Thursday, February 3, 2011

Timeless Domination of Feminity


One of my favorite television shows, NBC’s The Office, provides a satirical view of an average American workplace. Some background: The award-winning television series portrays an eclectic group of employees at a small branch of a paper manufacturing company. Steve Carrell plays Michael, the regional manager, an incredibly inappropriate boss whose sexist and tactless behavior regularly creates controversy in the office. Each character represents a stereotype in American media and culture, but the two characters that particularly exemplify stereotypical gender roles in a romantic relationship are the regional manager (Michael) and Jan, the boss he reports to at the corporate office, played by Melora Hardin.

Click the link for clip from the last episode of Season 3 entitled “The Job”, courtesy of NBC via Youtube.

Courtesy of "Working in an Office Wonderland"

 In earlier seasons, Jan represented an independent, strong-willed woman who succeeded in reaching corporate level and contending with the male-dominated business world. However, this scene serves as the catalyst in which Jan reverts to the stereotypically female role in media: dependent on a male figure and prone to emotional outbursts. In “New Science, One Flesh” by Thomas Lacqueur, he also examines the stereotypical gender roles that were prevalent in an earlier time period. He references scholars, scientists, and artists, all of which exuded a male-dominated perspective on physiological traits.

Lacqueur emphasizes with several drawn depictions “the new anatomy displayed, at many levels and with unprecedented vigor, the ‘fact’ that the vagina really is a penis, and the uterus a scrotum” (79). Renaissance writers exclaimed with male-centric language that female reproductive anatomy merely resembles “a female penis” (64) or “an interior version of the male’s” (86). Ironically, Lacqueur concedes that the likening of female genitalia to male actually holds weight. He asserts that the proportions in the depictions were mostly correct and that the homologies suggested by the drawings seem quite plausible. “In fact, if they were more accurate, they would make their point even more powerfully”, Lacquer opines of the artistic comparisons (83). I disagree with this assertion because a woman’s anatomy is uniquely feminine and can exist as such without needing the support of female-male homologies. What cultural values did Renaissance writings portray by its male-dominated language on anatomy and why do these values persist today?

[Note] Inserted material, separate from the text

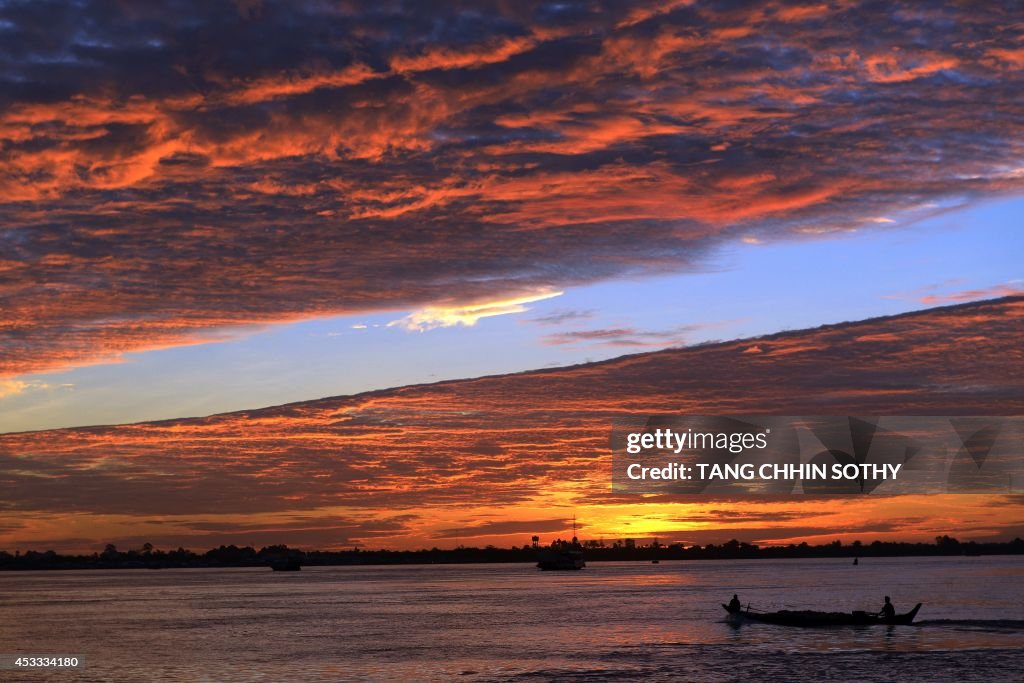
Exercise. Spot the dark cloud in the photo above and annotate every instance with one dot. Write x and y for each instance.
(502, 450)
(621, 337)
(172, 170)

When examining these past depictions and words regarding male-reliant female genitalia, the context of the culture, society, and time period must be taken into consideration. Advanced scientific and medical knowledge lacked during the Renaissance so the structures and language developed mainly because of rudimentary conclusions from existing ideologies. Lacqueur supports this by stating, “Ideology, not accuracy of observation, determined how they were seen and which differences would matter”, “they” being physiological traits of women (88). The predominant view during the Renaissance era that females owed the existence and functionality of their reproductive anatomy to men perpetuates today but in dissimilar ways, as thousands of years have passed.

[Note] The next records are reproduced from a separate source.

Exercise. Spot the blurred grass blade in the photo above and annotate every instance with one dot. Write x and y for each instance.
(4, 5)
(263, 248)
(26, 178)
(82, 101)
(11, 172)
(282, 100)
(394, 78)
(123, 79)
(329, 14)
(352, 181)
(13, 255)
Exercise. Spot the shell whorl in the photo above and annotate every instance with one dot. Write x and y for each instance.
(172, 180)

In The Office episode, Jan’s character takes a turn for the worse when she dramatically protests her termination by storming into her boss’s office in the middle of an interview. She pulls back her sweater, exposing recently implanted breasts through her revealing shirt. She points to her artificial breasts and asks, “Is it because of these? Is it? If it is, then I will see you in court… Because he likes them and that, that is all I care about!” Jan refers to Michael, her partner, who positively reinforced the merits of her plastic surgery by proudly bragging about her “boob job” to all of his employees. Previously, Michael had intentions of breaking up with Jan but when she returned flaunting her cosmetic addition, Michael immediately dismissed thoughts of ending the relationship. The episode, ironically titled “The Job”, could mean both the loss of her job as well as the boob job she experienced to lure Michael’s attention.

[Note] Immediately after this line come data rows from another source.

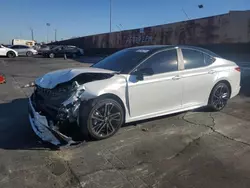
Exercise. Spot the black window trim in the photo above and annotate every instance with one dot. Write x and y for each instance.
(163, 50)
(197, 50)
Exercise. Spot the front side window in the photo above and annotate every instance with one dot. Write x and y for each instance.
(24, 47)
(193, 59)
(123, 61)
(162, 62)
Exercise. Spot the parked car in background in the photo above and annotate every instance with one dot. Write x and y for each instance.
(23, 42)
(130, 85)
(24, 50)
(60, 51)
(5, 51)
(44, 48)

Lacqueur’s article also focuses on female anatomy, although his reports on Renaissance medicine and scientific thought clearly predate elective plastic surgery like breast implants. Regardless of the difference in time period, both examples further the values on women’s role in society, especially in contrast to men’s. In “New Science, One Flesh”, Lacqueur includes a 16th century depiction by Vesalius of a crowd gathering around a dissected woman. He states, “The picture may seem to be, more narrowly, an assertion of male power to know the female body and hence to know and control feminine Nature”, an insight that provides possible motives for why men wish to dominate and define the gender role of females (73).

In the 15th and 16th centuries, domination in the rustic medical world meant declarations like “all parts that are in men are present in women” and “indeed if they were not, women might not be human” (97). The one-sex mindset that pervaded Renaissance thought alluded to the male-dominated and frankly, sexist, thought that women owed their physiology to their male counterparts. In modern time, The Office portrays similar gender roles. The American male population generally celebrates the physiological altering of women to enhance their appearance with the help of large breasts or full lips. Even now, with scientific advancements about anatomy and newfound agency that women experience with the right to vote and to undergo abortions, women still surrender their bodies to male-dominated views on the ideal female physique. 


Bibliography:

Laqueur, Thomas. "New Science, One Flesh." Making Sex: Body and Gender from the Greeks to Freud. Cambridge: Harvard UP, 1990. 63-113. Print.